The rule does not prohibit people from purchasing a kit or any type of firearm.
U.S. District Judge Reed O’Connor, in Fort Worth, Texas, struck down the rule in late June, concluding that it exceeded the Bureau of Alcohol, Tobacco, Firearms and Explosives’ authority. O’Connor wrote that the definition of a firearm in federal law does not cover all the parts of a gun. Congress could change the law, he wrote.
Lawyers for individuals, businesses and advocacy groups challenging the rule told the Supreme Court that O’Connor was right and that the ATF had departed from more than 50 years of regulatory practice in expanding the definition of a firearm.
Tennessee
Security guard on trial for on-duty fatal shooting near restaurant
NASHVILLE, Tenn. (AP) — A security guard charged with second-degree murder over a 2018 fatal shooting outside the Nashville restaurant where he was working headed to trial Monday, a case that hinges on whether he was justified to fire at a man involved in a shootout outside the business.
Nathan Glass faces an indictment in the October 2018 death of 25-year-old Deangelo Knox, who was engaged in a shootout with people in another car outside a well-known Nashville restaurant named The Pharmacy Burger Parlor & Beer Garden.
During opening arguments, Assistant District Attorney David Jones contended that Knox was fleeing and fighting for his life, returning fire at the other car before Glass shot him. Jones said no gunfire was aimed toward the restaurant until Glass fired his shot, attracting attention and gunfire from those in the shootout.
Glass “chose to murder a crime victim when he chose to shoot Deangelo Knox in the head,” Jones said.
In response, Glass’ attorney argued that Knox was looking for a “gun battle” with the people in the other car, and Glass acted within his duty as a security guard to protect himself and others.
“What Nathan Glass did was justified,” said David Veile, Glass’s defense attorney. “What Deangelo Knox did was not.”
Knox crashed his car into a parked car and got out as the gunfire continued, prosecutors said. Glass shot Knox from behind the cover of the door of the restaurant, the prosecutor said.
The arguments kicked off the trial without mentioning a key point in the case’s backdrop: Glass was hired as a Nashville police officer after the shooting.
Months before the shooting, Glass had been admitted to the police academy. His entry into the program was paused due to the investigation into the shooting. He was allowed to attend the academy in March 2019 after an assistant district attorney determined prosecutors couldn’t overcome Glass’s claim of self-defense and defense of others. That assistant district attorney was no longer working with the office as of a couple weeks prior to Glass’ indictment in November 2020.

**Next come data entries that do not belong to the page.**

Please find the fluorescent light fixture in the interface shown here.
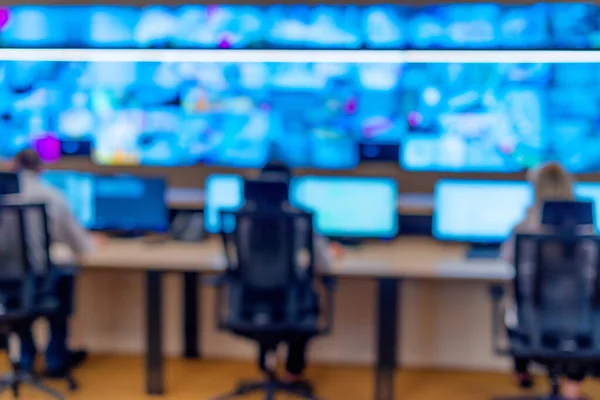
[0,49,600,64]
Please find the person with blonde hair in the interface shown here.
[501,162,593,400]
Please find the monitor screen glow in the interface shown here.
[432,180,533,243]
[204,175,245,233]
[290,177,398,238]
[432,180,600,243]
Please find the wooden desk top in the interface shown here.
[59,237,513,281]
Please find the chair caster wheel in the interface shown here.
[67,379,79,392]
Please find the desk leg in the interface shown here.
[183,272,200,358]
[146,271,164,395]
[375,278,400,400]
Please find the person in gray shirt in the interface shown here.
[0,149,95,378]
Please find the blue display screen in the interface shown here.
[204,175,398,238]
[401,64,553,172]
[0,2,600,49]
[432,180,600,243]
[290,177,398,238]
[42,171,169,232]
[204,175,245,233]
[42,171,96,229]
[0,62,390,169]
[432,180,533,243]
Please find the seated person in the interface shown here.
[239,162,341,384]
[501,163,594,400]
[0,150,101,378]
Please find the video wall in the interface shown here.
[0,2,600,49]
[0,3,600,172]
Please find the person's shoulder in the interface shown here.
[24,181,68,206]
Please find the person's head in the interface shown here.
[258,161,292,182]
[528,162,574,207]
[13,149,44,173]
[258,143,292,182]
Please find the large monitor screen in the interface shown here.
[0,62,372,169]
[433,180,600,243]
[94,176,169,232]
[42,171,169,232]
[401,64,553,172]
[432,180,533,243]
[575,182,600,233]
[0,2,600,49]
[42,171,96,229]
[290,177,398,238]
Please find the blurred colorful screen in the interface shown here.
[0,2,600,49]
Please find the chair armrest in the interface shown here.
[320,276,337,334]
[489,284,510,355]
[201,273,227,288]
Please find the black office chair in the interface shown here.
[211,210,333,400]
[0,204,76,400]
[491,203,600,400]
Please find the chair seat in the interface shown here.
[222,315,320,340]
[0,296,59,329]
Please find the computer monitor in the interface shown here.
[244,179,290,206]
[0,172,20,196]
[542,200,594,233]
[94,176,169,233]
[204,175,244,233]
[574,182,600,232]
[41,171,96,229]
[432,179,533,244]
[290,176,398,238]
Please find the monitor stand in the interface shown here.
[329,237,363,247]
[467,243,501,259]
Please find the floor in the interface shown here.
[0,356,600,400]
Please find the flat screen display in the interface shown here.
[42,171,169,232]
[0,62,390,169]
[94,176,169,232]
[575,182,600,233]
[400,64,553,172]
[290,177,398,238]
[433,180,600,243]
[432,180,533,243]
[0,2,600,50]
[204,175,245,233]
[41,171,96,229]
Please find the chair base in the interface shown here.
[0,372,67,400]
[492,395,562,400]
[212,378,318,400]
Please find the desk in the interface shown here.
[55,238,513,400]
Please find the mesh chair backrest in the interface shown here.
[0,204,51,282]
[515,234,600,338]
[223,210,313,291]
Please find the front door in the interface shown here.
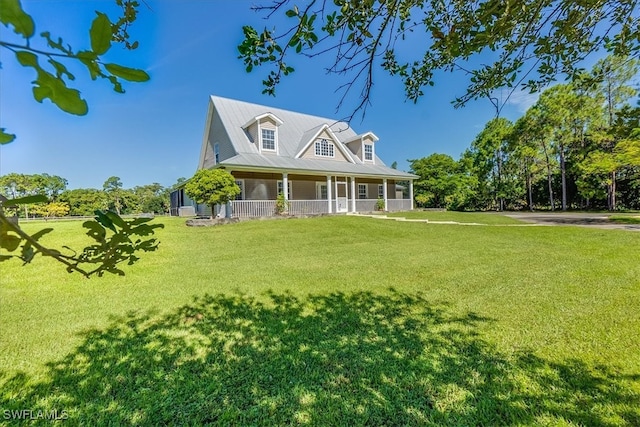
[336,181,349,212]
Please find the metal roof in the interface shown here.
[211,96,417,179]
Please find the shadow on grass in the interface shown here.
[0,290,640,426]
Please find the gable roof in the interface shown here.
[295,124,355,163]
[201,96,416,179]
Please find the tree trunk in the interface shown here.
[560,144,567,211]
[526,168,533,212]
[542,142,555,211]
[610,171,616,211]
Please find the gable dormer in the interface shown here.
[242,113,283,154]
[295,124,355,163]
[345,132,378,164]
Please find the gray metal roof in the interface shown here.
[211,96,417,179]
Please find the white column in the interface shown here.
[351,176,356,212]
[282,172,289,201]
[327,175,331,213]
[382,178,389,211]
[409,179,413,210]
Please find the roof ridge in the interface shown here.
[210,95,351,127]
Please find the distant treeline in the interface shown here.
[0,173,184,217]
[409,57,640,210]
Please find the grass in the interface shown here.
[0,216,640,426]
[609,215,640,224]
[388,210,522,225]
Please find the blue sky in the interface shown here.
[0,0,535,188]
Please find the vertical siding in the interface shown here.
[293,181,316,200]
[247,122,260,149]
[347,140,362,160]
[300,130,349,162]
[203,110,236,169]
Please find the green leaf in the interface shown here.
[94,210,118,233]
[104,64,149,82]
[0,128,16,145]
[31,228,53,241]
[89,12,113,55]
[16,50,38,68]
[3,194,49,206]
[33,69,89,116]
[0,234,22,252]
[82,221,107,243]
[0,0,35,39]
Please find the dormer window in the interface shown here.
[262,129,276,151]
[364,144,373,162]
[315,139,335,157]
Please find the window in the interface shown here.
[316,182,329,200]
[276,181,291,200]
[364,144,373,161]
[262,129,276,151]
[358,184,367,199]
[236,179,244,200]
[315,139,335,157]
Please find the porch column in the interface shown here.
[351,176,356,213]
[382,178,389,211]
[327,175,331,213]
[409,179,413,210]
[282,172,289,202]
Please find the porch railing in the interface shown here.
[228,199,411,218]
[387,199,411,212]
[356,199,378,212]
[289,200,335,215]
[231,200,276,218]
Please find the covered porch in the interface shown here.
[172,170,413,218]
[216,171,413,218]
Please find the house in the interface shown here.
[171,96,417,217]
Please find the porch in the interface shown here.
[228,199,412,218]
[172,171,413,218]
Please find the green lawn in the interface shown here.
[0,213,640,426]
[609,214,640,224]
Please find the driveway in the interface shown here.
[505,212,640,231]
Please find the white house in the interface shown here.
[171,96,417,217]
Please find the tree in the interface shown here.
[0,0,149,144]
[34,202,69,218]
[592,56,640,211]
[184,169,241,219]
[102,176,122,215]
[467,118,514,211]
[409,153,466,208]
[132,182,170,214]
[58,188,108,216]
[0,0,162,277]
[238,0,640,117]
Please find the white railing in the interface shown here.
[356,199,378,212]
[231,200,276,218]
[230,199,411,218]
[387,199,411,212]
[288,200,329,215]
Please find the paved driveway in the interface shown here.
[506,212,640,231]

In October 2020, Glass was decommissioned of his policing authority by the Nashville department pending an investigation by its Office of Professional Accountability into social media posts by Glass in 2013. The social media posts attacked former President Barack Obama, immigrants who are in the country illegally and Muslims, the internal police investigation shows.
The local NAACP chapter raised concerns about the posts by Glass, who is white. Knox was Black.

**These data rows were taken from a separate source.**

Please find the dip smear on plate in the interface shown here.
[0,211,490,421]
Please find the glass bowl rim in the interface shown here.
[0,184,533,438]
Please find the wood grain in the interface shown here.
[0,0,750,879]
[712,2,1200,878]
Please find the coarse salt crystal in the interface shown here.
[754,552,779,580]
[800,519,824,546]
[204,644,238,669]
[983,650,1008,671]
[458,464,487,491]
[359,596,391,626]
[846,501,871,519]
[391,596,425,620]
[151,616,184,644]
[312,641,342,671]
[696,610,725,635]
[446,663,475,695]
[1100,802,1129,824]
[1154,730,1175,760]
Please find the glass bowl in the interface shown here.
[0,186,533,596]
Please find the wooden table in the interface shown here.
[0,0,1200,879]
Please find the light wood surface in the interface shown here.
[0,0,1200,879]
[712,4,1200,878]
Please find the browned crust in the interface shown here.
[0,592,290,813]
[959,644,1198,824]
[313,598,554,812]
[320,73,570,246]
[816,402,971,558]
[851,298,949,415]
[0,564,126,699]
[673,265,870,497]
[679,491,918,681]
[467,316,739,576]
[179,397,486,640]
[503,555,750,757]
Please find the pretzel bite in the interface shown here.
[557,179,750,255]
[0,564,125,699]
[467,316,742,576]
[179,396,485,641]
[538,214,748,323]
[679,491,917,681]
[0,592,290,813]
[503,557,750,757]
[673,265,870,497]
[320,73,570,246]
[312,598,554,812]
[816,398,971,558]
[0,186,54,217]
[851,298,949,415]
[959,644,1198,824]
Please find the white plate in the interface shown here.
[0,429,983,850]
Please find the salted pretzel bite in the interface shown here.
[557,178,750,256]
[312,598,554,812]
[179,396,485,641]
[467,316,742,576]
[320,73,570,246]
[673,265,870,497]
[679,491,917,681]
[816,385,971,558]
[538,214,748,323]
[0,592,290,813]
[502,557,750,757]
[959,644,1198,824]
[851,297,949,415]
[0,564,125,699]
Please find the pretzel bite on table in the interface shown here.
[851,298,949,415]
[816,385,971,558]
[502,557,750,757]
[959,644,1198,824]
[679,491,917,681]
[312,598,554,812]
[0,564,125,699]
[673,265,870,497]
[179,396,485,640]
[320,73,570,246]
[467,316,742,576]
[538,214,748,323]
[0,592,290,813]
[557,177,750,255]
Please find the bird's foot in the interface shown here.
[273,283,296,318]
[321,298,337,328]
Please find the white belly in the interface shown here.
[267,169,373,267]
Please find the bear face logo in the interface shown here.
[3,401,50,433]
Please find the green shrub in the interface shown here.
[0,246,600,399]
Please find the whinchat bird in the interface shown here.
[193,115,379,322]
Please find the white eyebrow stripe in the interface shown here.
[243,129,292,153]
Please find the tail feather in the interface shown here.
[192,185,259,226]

Police were only checking job applicants’ Facebook profiles at the time and didn’t search for or ask about a potential Instagram page, an internal investigation found. Now, Nashville Police have a full-time social media analyst to wade through multiple social media sites for background checks, according to department spokesperson Don Aaron.
Glass resigned as an officer in late 2021, with disciplinary action pending from his department, as police investigators cited the grand jury’s indictment.
A lawsuit by Knox’s family over the shooting against Glass and other parties was settled, without settlement details made public.